The title of the article defines its content, and as such, a keyword rich title holds greater weight with Google. In general, the closer the keyword is to the beginning of the title tag, the more weight it has with search engines. You can see this in action by searching for the competitive keyword in Google.
As you can see, most pages that rank for competitive keywords strategically place them at the beginning of their title tags. Although not mandatory, it’s prudent to do so as it will make your website more relevant to what people search for.
Do Your Initial Keyword Research
You may think you know what keyword you want to target, but fact-check your instincts. Use several keyword tools to get a sense of the search volume for the keyword as well as the competition before you finalize your keyword choice.

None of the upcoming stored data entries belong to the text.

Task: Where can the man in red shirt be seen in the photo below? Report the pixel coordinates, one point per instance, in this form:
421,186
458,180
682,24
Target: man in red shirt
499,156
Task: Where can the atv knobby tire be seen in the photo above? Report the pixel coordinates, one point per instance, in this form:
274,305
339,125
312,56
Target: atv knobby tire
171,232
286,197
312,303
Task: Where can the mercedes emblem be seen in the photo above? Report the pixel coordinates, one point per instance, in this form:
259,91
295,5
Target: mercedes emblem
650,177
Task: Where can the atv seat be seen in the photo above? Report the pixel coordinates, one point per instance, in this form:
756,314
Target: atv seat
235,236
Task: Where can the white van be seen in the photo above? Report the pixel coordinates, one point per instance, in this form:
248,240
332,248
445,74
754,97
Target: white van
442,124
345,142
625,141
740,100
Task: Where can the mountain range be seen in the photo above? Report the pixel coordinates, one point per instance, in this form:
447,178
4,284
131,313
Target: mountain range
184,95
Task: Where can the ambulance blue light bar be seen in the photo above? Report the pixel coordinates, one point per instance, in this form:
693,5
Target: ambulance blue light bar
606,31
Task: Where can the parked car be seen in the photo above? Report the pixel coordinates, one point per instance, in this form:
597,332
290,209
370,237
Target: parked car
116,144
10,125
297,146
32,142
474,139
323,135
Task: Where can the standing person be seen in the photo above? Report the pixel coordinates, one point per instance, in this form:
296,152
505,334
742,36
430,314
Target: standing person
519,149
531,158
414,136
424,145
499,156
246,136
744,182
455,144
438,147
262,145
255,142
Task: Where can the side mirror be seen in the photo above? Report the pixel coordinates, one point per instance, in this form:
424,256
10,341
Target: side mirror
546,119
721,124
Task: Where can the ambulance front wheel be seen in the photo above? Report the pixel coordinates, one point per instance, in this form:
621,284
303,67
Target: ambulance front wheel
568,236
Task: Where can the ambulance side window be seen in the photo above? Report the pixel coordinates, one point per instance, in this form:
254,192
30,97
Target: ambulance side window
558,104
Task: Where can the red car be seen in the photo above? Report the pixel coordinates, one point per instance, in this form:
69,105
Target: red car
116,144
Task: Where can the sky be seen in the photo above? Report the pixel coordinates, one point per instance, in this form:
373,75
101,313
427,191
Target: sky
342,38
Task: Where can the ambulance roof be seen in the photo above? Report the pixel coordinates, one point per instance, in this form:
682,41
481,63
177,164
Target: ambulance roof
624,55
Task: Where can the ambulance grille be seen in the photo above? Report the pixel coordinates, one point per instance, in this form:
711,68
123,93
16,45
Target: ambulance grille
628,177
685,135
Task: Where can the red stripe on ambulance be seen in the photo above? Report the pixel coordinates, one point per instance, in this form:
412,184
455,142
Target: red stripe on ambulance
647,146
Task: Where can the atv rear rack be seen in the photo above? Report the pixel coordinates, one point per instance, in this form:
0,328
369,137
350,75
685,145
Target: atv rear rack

Your main considerations will include:
- Choosing a keyword with good volume, but not too much volume – In general you don’t want to target a keyword that has low relative search volume if there’s an equivalent term that is much more popular. For example, there are usually over twice as many searches for “blah blah jobs” versus “blah blah careers.” However, don’t always automatically go for the keyword with the highest volume; some keywords are simply too competitive and not worth your time. You’re not going to rank for “airline” unless you are, in fact, an airline.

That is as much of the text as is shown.